La Dra. Alcántara destacó como una tarea muy completa la reducción de riesgo de desastre que implica diversos aspectos de la Agenda Internacional, entre ellos: los Objetivos del Desarrollo Sostenible (ONU) a partir de la reconciliación de aspectos económicos, sociales y ambientales de las actividades humanas; esto es progresar en dichos ámbitos sin destruir el ambiente.

También citó el Acuerdo de París que tiene como objetivo luchar contra el cambio climático con la finalidad de limitar el incremento de la temperatura mundial por debajo de los 2°C y realizar esfuerzos para limitarlo a 1.5°C.

De igual forma, la Nueva Agenda Urbana o Hábitat III tiene como objetivo promover ciudades más influyentes compactas y conectadas mediante la planificación y diseño urbano gobernadas en legislación urbana y la economía urbana, esto es crear un vínculo de refuerzo mutuo entre urbanización y desarrollo.

En el Marco de Sendai para la reducción del riesgo de desastres, que es la estrategia más importante para reducir el riesgo de desastres en la esfera internacional; su objetivo primordial es reducir el riesgo y pérdidas generadas por los desastres en términos de vida, medios de subsistencia, salud y bienes económicos, físicas, social, cultural y ambiental de las personas, empresas, comunidades y naciones. Asimismo, sus prioridades son comprender el riesgo de desastres, fortalecer la gobernanza del riesgo de desastres para gestionar dicho riesgo, invertir en la reducción del riesgo de desastres para la resiliencia, aumentar la reducción para casos de desastres a fin de dar una respuesta eficaz y para “reconstruir mejor” en los ámbitos de la recuperación, la rehabilitación y la reconstrucción.
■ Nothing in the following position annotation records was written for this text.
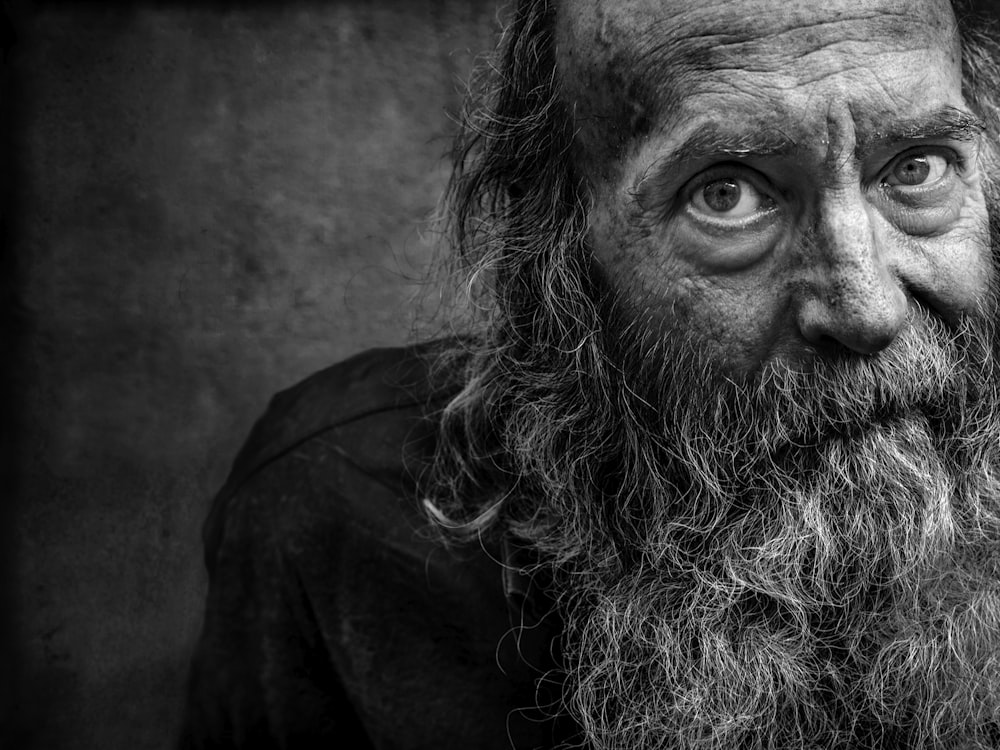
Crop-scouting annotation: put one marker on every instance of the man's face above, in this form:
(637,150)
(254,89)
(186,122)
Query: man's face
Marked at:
(779,178)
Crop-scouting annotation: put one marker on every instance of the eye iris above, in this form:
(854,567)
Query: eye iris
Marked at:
(722,195)
(912,170)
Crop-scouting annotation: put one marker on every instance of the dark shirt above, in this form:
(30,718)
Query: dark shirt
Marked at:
(335,618)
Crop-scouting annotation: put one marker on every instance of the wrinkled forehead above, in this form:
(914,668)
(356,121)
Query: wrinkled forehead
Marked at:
(628,63)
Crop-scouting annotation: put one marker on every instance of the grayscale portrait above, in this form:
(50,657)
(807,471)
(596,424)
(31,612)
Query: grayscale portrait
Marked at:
(604,374)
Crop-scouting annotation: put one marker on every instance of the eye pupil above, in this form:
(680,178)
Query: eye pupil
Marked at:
(722,195)
(912,170)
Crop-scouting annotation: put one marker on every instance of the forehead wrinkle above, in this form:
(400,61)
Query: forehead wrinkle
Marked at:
(766,43)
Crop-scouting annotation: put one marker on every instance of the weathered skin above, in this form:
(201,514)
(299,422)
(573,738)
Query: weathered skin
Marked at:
(818,101)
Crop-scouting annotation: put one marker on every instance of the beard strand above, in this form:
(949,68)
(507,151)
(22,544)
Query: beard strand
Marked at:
(805,559)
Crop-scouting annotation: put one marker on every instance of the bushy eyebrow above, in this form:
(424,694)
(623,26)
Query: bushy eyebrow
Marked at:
(718,144)
(947,123)
(712,142)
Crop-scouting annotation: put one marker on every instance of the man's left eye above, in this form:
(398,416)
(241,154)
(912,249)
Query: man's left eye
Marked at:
(917,168)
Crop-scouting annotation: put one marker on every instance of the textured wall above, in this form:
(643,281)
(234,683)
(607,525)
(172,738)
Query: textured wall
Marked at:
(211,204)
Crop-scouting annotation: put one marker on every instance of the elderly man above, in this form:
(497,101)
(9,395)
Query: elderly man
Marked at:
(720,469)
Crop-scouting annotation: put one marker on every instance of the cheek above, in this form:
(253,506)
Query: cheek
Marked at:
(738,320)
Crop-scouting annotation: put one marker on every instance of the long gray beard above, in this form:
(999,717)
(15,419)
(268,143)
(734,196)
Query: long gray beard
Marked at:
(817,557)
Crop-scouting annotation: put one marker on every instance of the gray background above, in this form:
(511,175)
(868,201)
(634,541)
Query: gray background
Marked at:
(211,203)
(208,204)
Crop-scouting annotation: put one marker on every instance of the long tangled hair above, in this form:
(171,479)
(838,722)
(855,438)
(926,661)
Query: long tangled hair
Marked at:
(697,606)
(516,213)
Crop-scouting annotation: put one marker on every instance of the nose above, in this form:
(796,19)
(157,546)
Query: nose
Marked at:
(854,298)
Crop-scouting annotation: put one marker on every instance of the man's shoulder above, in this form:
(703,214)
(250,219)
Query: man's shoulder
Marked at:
(353,438)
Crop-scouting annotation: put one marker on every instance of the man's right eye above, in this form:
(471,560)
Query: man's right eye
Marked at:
(727,198)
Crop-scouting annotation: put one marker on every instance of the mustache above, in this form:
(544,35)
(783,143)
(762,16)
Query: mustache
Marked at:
(931,369)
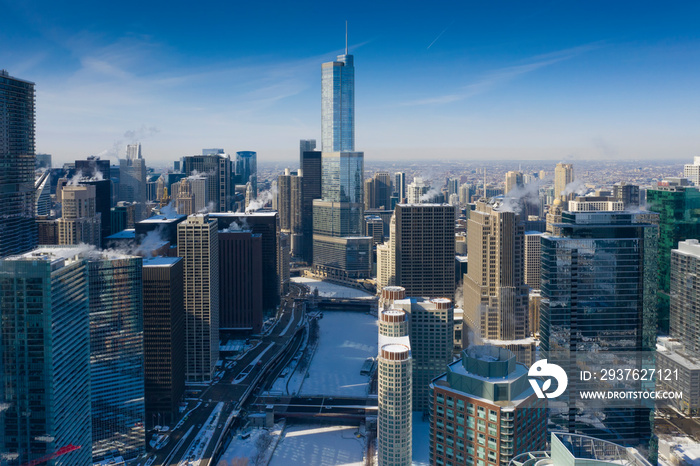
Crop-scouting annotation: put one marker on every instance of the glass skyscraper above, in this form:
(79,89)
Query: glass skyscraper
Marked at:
(598,312)
(17,160)
(116,355)
(338,105)
(45,357)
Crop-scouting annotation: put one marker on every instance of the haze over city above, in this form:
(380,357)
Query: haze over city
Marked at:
(544,80)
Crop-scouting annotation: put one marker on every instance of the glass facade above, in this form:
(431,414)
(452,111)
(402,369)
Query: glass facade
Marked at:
(598,307)
(338,105)
(17,160)
(116,356)
(45,354)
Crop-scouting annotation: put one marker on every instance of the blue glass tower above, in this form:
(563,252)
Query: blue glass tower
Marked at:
(338,104)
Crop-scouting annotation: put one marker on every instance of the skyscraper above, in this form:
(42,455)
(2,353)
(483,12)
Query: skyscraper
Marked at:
(598,289)
(163,334)
(431,333)
(116,355)
(495,294)
(45,327)
(80,223)
(198,245)
(17,160)
(338,104)
(424,249)
(563,175)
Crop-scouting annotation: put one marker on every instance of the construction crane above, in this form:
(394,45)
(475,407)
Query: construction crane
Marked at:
(61,451)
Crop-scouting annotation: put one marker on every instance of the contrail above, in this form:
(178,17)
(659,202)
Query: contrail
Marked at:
(440,35)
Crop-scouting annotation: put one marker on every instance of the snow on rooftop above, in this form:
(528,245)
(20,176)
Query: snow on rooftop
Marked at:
(346,340)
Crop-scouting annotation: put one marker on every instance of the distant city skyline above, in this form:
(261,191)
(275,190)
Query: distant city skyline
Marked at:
(529,81)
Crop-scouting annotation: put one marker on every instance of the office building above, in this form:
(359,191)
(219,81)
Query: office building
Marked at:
(394,383)
(217,170)
(247,170)
(514,180)
(80,223)
(132,179)
(339,248)
(400,186)
(531,259)
(679,219)
(598,288)
(266,224)
(116,355)
(424,250)
(17,161)
(241,281)
(484,411)
(563,175)
(692,171)
(45,327)
(163,334)
(580,450)
(338,104)
(198,245)
(431,335)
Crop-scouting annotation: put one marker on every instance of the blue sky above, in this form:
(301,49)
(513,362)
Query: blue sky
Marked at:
(458,80)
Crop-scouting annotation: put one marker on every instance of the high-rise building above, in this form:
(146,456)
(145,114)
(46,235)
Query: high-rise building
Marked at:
(305,145)
(563,175)
(163,334)
(394,369)
(692,171)
(338,104)
(241,281)
(495,294)
(679,219)
(80,223)
(431,335)
(484,411)
(266,224)
(217,169)
(513,180)
(17,161)
(247,170)
(45,327)
(400,186)
(598,289)
(198,245)
(424,249)
(132,179)
(116,355)
(531,261)
(339,248)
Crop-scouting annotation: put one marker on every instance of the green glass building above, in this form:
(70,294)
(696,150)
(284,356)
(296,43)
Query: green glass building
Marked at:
(679,219)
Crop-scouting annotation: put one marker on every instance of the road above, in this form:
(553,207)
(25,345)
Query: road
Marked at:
(226,397)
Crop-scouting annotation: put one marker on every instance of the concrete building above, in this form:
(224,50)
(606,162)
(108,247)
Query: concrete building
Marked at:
(17,151)
(116,355)
(495,294)
(424,249)
(394,421)
(484,411)
(531,261)
(431,335)
(163,334)
(241,281)
(563,175)
(198,245)
(80,223)
(45,327)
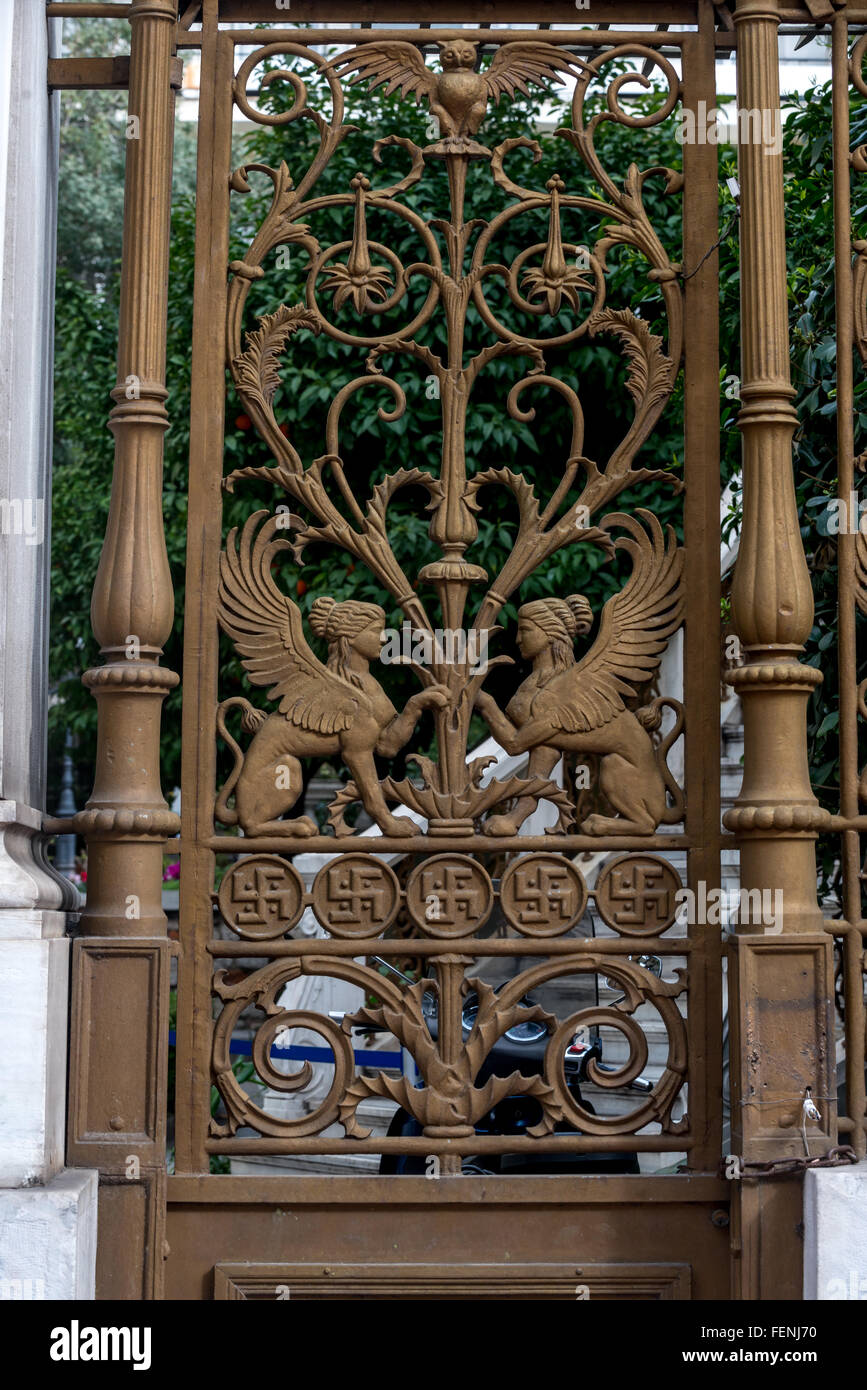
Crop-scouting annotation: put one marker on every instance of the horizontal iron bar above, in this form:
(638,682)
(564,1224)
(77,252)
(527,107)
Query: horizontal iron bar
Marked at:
(99,74)
(574,38)
(439,844)
(364,1057)
(366,1189)
(455,945)
(70,10)
(473,1144)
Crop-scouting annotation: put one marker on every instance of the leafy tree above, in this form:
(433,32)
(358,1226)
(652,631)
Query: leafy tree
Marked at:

La académica expresó que entender el riesgo de desastres requiere una visión integral y transdisciplinaria que permita reconocer las complejas interacciones de los sistemas sociales ambientales en un contexto de cambio global.

Por otra parte, el brote del COVID-19, declarado por la Organización Mundial de la Salud como una pandemia mundial, permite reflexionar sobre las consecuencias de los grupos vulnerables más expuestos como resultado de desigualdades socioeconómicas.

Enfatizó también las similitudes entre los desastres desencadenados por sismos, erupciones volcánicas, tsunamis, inundaciones, etc., con la crisis del COVID -19, que puede considerarse como un desastre de magnitud mayor documentado hasta la fecha con un impacto a nivel planetario que, en lugar de ser encadenado por una amenaza natural como los sismos, fue disparado por una amenaza socio biológica. Con ello, describió las características de un desastre que resultan de las condiciones de vulnerabilidad y exposición de nuestra sociedad por el SARS-CoV-2: pérdidas de vida, contagios, detrimento en el sistema de salud, pérdidas económicas, entre otras.

Al final de su conferencia, la Dra. Irasema Alcántara Ayala manifestó que los desastres no son naturales, más bien se generan a partir de la materialización o cristalización del riesgo; mientras que el riesgo es resultado de las diversas manifestaciones e interdependencias entre amenazas de condiciones de vulnerabilidad y exposición, siendo la acción humana el factor principal y el motor de la construcción del riesgo del desastre.